When it comes to sugar, aim to keep sugar out of your fluids. Sweeten coffee or other hot beverages with a calorie-free natural sweetener such as stevia, and focus on non-sugary beverages, avoiding excessive juice, soda, or sweet tea consumption.
As we age, we may also experience a decreased ability to digest vitamins and minerals, which may lead to a higher risk of deficiency. Two vitamins to pay attention to are vitamin B12 and vitamin D.
Be sure to periodically check with your physician to determine if your vitamin B12 and vitamin D levels are within normal range. If not, your doctor may prescribe a supplement.

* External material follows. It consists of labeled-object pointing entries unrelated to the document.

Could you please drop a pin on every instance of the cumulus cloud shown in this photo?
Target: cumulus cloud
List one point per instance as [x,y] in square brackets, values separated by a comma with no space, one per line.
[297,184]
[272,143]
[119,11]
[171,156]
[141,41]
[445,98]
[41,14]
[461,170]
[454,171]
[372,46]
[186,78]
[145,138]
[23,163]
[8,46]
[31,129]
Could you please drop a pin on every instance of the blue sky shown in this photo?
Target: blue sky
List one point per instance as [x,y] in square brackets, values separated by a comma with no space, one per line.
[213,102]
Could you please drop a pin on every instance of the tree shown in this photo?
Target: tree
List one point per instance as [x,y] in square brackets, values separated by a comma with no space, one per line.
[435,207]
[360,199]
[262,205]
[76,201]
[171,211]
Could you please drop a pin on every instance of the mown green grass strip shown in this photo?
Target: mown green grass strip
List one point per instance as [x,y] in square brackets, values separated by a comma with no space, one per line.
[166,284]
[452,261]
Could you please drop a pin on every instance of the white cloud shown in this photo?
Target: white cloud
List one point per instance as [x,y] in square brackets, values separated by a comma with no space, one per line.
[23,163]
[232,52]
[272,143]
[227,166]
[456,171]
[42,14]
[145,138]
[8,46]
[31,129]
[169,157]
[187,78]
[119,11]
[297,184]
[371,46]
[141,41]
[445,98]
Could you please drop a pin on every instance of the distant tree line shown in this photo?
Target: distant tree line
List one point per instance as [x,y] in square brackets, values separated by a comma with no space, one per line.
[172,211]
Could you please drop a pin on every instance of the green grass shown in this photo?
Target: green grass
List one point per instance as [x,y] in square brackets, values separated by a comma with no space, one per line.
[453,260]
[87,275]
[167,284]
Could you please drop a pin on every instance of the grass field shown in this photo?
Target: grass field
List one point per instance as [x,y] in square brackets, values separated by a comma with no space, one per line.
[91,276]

Whether you’re caring for yourself or someone else, these tips can help you create a roadmap as you prepare for the future. Whether you’re in your 20s or 60s, it’s never too early or too late to start taking steps to ensure that you are able to live as the best version of yourself, healthy and vibrant, long into the future!
*Editor’s note: The information in this article is intended for your educational use only; it does not necessarily reflect the opinions of the Chopra Center's Mind-Body Medical Group, and it is not a substitute for professional medical advice, diagnosis, or treatment. Always seek the advice of your physician or other qualified health providers with any questions you may have regarding a medical condition and before undertaking any diet, supplement, fitness, or other health program.